Chapter 4. Flexible piezoelectric energy harvesters (f-PEHs) have been regarded as an overarching candidate for achieving self-powered electronic systems for environmental sensors and biomedical devices using the self-sufficient electrical energy. In this research, we realize a flexible high-output and lead-free piezoelectric energy harvester by using the aerosol deposition (AD) method and the laser lift-off (LLO) process. We also investigated the comprehensive biocompatibility of the lead-free piezoceramic device using ex-vivo ionic elusion and in-vivo bioimplantation, as well as in-vitro cell proliferation and histologic inspection. The fabricated LiNbO3-doped (K,Na)NbO3(KNN) thin film-based flexible energy harvester exhibited an outstanding piezoresponse, and output performance up to an open-circuit voltage of ~140V and a short-circuit current of ~1.8μA under normal bending and release deformation, which is the best record among previously reported flexible lead-free piezoelectric energy harvesters. Although both the KNN and PZT devices showed short-term biocompatibility in cellular and histological studies, excessive Pb toxic ions were eluted from the PZT in human serum and tap water. Moreover, the KNN-based flexible energy harvester was implanted into a porcine chest, and generated up to ~5V and 700nA from the heartbeat motion, comparable to the output of previously reported lead-based flexible energy harvesters. This work can compellingly serve to advance the development of piezoelectric energy harvesting for actual and practical biocompatible self-powered biomedical applications beyond restrictions of lead-based materials in long-term physiological and clinical aspects.

Chapter 5. In this chapter, the structure of the basilar membrane inside the human cochlea was inspired to produce a voice sensor. In a flexible electronic device such as an flexible energy harvester, flexible acoustic sensor, flexible pressure sensor, substrate having a uniform film thickness is used. However, in this study, the thickness of the substrate has a structure with a constant gradient thickness. In particular, the high frequency is sensed in the narrow part and the low frequency is sensed in the wide part, and has a structure for maximizing it.

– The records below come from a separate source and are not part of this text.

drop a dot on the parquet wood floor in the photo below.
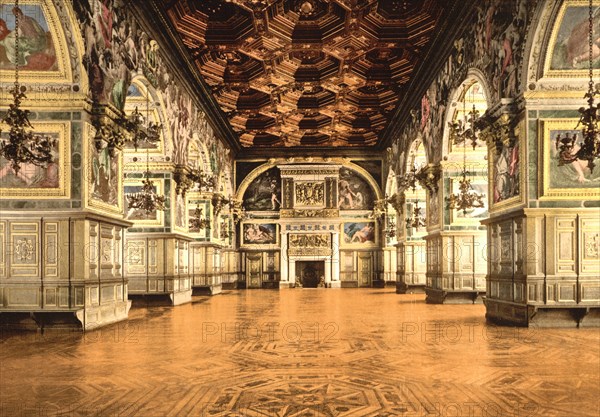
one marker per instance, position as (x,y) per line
(303,353)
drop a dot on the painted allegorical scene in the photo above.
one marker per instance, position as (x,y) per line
(138,214)
(36,49)
(506,173)
(105,177)
(480,188)
(30,175)
(571,49)
(255,233)
(361,232)
(264,193)
(353,191)
(566,169)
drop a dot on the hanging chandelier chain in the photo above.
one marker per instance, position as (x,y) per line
(17,54)
(591,48)
(465,141)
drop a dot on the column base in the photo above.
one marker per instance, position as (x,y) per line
(207,289)
(435,296)
(404,288)
(514,314)
(161,299)
(378,283)
(89,318)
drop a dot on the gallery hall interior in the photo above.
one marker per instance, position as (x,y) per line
(299,208)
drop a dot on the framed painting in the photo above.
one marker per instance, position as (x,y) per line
(506,175)
(180,212)
(103,176)
(472,215)
(568,50)
(360,233)
(259,234)
(50,181)
(140,217)
(43,49)
(354,193)
(309,194)
(264,192)
(433,208)
(561,174)
(205,206)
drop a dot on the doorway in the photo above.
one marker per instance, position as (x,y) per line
(311,273)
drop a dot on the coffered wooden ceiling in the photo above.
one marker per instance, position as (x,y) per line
(324,73)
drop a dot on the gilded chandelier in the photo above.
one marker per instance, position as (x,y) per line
(146,199)
(236,208)
(568,150)
(417,218)
(23,146)
(198,221)
(140,131)
(466,198)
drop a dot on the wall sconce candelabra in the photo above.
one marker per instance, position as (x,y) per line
(225,232)
(390,229)
(416,219)
(23,146)
(141,129)
(206,182)
(410,179)
(589,150)
(236,208)
(465,130)
(466,198)
(198,221)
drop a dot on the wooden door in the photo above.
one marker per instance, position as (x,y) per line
(254,271)
(365,269)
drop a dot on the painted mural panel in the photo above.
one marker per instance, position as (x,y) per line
(180,212)
(570,49)
(139,216)
(264,193)
(474,214)
(36,49)
(104,177)
(259,233)
(505,172)
(359,233)
(354,192)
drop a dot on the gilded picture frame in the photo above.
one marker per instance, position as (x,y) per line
(474,215)
(567,56)
(51,22)
(569,180)
(359,233)
(136,216)
(194,201)
(493,159)
(95,197)
(51,182)
(259,234)
(309,194)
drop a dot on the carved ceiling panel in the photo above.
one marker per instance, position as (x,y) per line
(307,72)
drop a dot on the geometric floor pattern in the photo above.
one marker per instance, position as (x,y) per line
(303,353)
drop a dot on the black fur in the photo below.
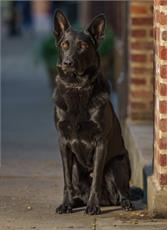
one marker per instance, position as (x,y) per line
(95,162)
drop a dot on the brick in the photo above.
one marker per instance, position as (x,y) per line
(151,33)
(161,2)
(164,35)
(138,33)
(138,105)
(141,45)
(163,159)
(163,52)
(163,106)
(163,179)
(163,71)
(142,21)
(142,70)
(163,125)
(163,89)
(161,17)
(139,9)
(157,33)
(151,57)
(138,81)
(163,143)
(138,57)
(142,94)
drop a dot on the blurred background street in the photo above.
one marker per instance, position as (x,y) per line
(31,180)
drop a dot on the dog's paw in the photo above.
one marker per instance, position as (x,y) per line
(64,208)
(127,205)
(93,210)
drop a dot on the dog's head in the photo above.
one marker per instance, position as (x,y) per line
(78,50)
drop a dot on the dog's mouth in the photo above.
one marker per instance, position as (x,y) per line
(70,70)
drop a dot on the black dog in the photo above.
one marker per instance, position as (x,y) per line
(95,162)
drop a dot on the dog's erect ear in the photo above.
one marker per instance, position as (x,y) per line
(97,27)
(61,24)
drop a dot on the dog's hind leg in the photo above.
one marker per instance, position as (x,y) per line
(119,172)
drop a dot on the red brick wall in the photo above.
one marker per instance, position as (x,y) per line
(141,60)
(160,143)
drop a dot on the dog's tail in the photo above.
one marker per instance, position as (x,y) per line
(136,193)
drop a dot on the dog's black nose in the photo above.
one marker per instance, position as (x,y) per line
(68,63)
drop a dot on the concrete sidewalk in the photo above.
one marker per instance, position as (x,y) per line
(31,173)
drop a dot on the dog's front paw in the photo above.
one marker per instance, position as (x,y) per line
(127,205)
(93,210)
(64,208)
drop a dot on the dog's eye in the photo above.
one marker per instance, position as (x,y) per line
(82,45)
(65,45)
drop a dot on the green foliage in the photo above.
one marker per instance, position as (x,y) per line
(48,52)
(107,44)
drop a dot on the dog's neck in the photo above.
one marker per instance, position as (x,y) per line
(74,80)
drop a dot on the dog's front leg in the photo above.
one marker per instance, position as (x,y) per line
(93,205)
(66,206)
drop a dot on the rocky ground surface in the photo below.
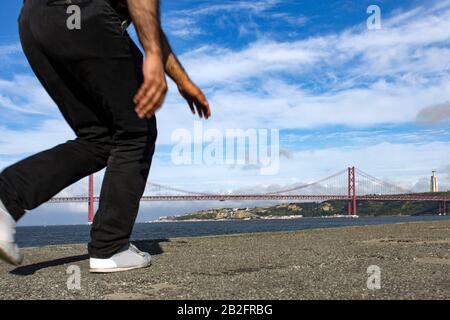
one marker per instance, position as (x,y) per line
(414,260)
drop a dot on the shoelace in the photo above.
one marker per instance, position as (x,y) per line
(139,252)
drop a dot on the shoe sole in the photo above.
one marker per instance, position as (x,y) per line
(119,269)
(7,258)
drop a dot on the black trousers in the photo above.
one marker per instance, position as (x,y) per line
(92,74)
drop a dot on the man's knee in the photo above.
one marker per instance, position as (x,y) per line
(137,139)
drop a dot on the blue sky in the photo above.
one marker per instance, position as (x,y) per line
(340,94)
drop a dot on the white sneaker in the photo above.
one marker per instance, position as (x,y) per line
(128,259)
(9,251)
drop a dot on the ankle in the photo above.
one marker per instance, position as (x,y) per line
(7,225)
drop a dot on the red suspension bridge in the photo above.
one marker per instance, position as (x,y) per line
(348,185)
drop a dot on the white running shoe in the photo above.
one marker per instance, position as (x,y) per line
(9,251)
(128,259)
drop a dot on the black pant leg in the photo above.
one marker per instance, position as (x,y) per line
(29,183)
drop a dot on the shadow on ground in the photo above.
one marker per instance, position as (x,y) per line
(151,246)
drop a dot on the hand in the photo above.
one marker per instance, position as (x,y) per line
(195,99)
(152,93)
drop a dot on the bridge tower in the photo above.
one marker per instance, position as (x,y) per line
(91,199)
(443,207)
(352,191)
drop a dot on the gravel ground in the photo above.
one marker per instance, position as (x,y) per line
(314,264)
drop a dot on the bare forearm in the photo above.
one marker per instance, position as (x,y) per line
(172,65)
(146,19)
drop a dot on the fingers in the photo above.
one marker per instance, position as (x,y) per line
(149,99)
(203,107)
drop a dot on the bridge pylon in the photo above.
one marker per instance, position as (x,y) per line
(352,191)
(91,199)
(443,207)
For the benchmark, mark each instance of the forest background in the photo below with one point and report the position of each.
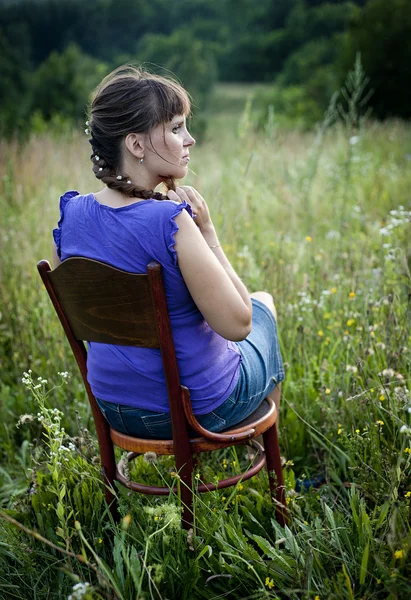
(53, 52)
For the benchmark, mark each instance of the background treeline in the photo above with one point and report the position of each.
(53, 52)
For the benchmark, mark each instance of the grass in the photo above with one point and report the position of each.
(322, 221)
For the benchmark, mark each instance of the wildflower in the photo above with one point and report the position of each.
(23, 419)
(79, 590)
(150, 458)
(269, 583)
(126, 522)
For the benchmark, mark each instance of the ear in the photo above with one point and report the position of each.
(134, 142)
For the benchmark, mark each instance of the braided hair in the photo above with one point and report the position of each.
(130, 100)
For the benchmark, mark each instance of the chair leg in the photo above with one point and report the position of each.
(108, 471)
(276, 481)
(185, 471)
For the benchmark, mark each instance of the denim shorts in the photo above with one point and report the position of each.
(261, 369)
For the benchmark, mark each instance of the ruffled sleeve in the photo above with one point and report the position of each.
(64, 199)
(173, 227)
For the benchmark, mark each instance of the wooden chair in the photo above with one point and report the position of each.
(99, 303)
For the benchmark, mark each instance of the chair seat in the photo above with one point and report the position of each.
(261, 419)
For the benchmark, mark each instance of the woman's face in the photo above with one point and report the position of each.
(167, 150)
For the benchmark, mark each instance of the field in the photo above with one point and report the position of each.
(321, 220)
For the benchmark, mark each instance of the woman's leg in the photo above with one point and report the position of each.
(268, 300)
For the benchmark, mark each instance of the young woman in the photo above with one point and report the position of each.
(226, 340)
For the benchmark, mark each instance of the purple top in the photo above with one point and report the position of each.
(129, 238)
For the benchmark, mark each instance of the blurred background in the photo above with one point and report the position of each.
(286, 57)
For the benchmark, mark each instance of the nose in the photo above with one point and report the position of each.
(190, 141)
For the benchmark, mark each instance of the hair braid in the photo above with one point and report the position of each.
(122, 183)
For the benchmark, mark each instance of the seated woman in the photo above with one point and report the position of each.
(226, 340)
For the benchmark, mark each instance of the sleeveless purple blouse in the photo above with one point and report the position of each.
(129, 238)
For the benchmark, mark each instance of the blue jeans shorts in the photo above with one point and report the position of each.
(261, 370)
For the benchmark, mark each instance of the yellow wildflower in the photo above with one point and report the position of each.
(269, 583)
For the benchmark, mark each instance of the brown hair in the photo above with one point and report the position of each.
(130, 100)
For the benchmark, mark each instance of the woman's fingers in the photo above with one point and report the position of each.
(171, 195)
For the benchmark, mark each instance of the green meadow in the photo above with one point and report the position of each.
(321, 219)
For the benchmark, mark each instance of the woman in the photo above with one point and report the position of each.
(140, 139)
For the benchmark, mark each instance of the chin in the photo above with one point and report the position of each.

In the basilar membrane inside the cochlea, the narrow part has a thick thickness, and the wide part has a thin thickness, so it has an advantage of having a wider frequency coverage. This is because the thickness and the resonance frequency become proportional by the resonance frequency formula. In this experiment, polyimide (PI) liquid was poured into an aluminum mold of an inclined shape to harden it, and it was removed and used as a gradual substrate. The post-process including the transfer process, is based on the previously used method.